This page explains how the Global Index works and what it's for.
How do I access the Global Index?
Access to the Global Index requires a paid subscription to a Diffbot Plus, Professional or Enterprise plan. Each plan provides a monthly allotment of Global Index search queries in addition to regular extraction API calls.
The Global Index is built atop the Diffbot Search API and is populated by Diffbot’s Article and Discussion APIs; as such, API syntax and data output are consistent with the rest of the Diffbot platform.
Our updated Developer Dashboard — scheduled for a Q1 2020 release — also offers a UI for performing Global Index searches. Contact us if you are interested in acquiring beta access to the new Dashboard.
How often are sites crawled in the Global Index?
The Global Index is continuously crawling, adding new content every second from its tens of thousands of global sources.
While many sites are crawled near constantly — i.e., every few minutes — there is no specific determination for a particular site’s crawl frequency. Each site’s crawling interval is based on a number of factors, including the site’s global relevance, the frequency of publication (weekly or monthly publishers are crawled less frequently than daily outlets), and the sheer amount of content (larger sites are crawled more frequently than smaller sites).

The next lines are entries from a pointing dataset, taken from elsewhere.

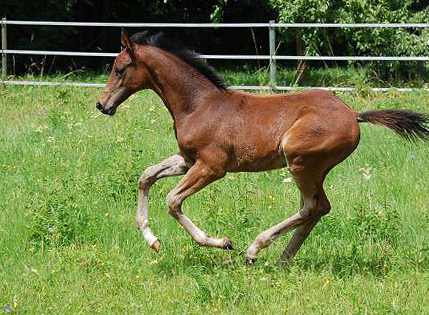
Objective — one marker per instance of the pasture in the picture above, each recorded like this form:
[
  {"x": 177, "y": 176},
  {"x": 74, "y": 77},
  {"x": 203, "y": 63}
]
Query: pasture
[{"x": 68, "y": 198}]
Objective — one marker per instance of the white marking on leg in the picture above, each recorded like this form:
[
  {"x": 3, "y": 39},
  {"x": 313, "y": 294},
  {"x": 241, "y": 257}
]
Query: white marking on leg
[{"x": 173, "y": 166}]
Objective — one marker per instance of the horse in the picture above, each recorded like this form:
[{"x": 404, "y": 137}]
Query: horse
[{"x": 219, "y": 130}]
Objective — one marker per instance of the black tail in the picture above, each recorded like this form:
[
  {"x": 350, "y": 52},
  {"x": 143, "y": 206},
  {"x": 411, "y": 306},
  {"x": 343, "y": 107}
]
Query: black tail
[{"x": 408, "y": 124}]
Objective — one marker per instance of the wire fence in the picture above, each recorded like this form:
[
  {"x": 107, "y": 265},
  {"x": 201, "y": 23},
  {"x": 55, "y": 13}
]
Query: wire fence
[{"x": 272, "y": 57}]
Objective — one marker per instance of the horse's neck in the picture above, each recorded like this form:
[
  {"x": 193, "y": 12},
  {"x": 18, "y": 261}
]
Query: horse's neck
[{"x": 181, "y": 87}]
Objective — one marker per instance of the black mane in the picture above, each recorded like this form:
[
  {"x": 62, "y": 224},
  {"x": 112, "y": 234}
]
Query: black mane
[{"x": 191, "y": 58}]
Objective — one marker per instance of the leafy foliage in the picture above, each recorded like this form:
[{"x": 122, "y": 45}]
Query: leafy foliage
[{"x": 360, "y": 41}]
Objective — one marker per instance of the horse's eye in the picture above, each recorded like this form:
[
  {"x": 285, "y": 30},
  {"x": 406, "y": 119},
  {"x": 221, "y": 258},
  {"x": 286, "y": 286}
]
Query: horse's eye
[{"x": 120, "y": 71}]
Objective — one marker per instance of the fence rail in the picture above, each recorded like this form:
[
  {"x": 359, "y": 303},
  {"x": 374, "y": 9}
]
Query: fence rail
[{"x": 272, "y": 57}]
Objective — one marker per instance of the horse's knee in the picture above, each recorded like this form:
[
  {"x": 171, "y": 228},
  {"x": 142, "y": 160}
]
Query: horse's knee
[
  {"x": 147, "y": 178},
  {"x": 173, "y": 203},
  {"x": 316, "y": 207}
]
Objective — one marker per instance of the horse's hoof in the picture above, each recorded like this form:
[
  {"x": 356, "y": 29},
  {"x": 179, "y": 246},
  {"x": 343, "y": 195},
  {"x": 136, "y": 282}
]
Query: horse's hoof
[
  {"x": 228, "y": 244},
  {"x": 155, "y": 246},
  {"x": 250, "y": 261}
]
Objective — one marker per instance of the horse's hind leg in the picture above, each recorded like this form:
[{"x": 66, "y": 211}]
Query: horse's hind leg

What sites are included in the Global Index?
Diffbot’s Global Index for News is constantly crawling tens of thousands of news and blog sites from around the world, structuring all content into a comprehensive news database.
We do not provide a complete list of sources as we are continually updating and adjusting the sites we crawl. If you’d like to confirm the presence of certain sites please contact us (or perform a
site:domain.com search to see all indexed content from the site in question).
Wherever possible, we are happy to include additional relevant news sources that are not currently in the crawling pool. If sources are not determined to be broadly applicable, we will let you know and can assist you in creating distinct Crawlbot crawls to monitor these additional sites.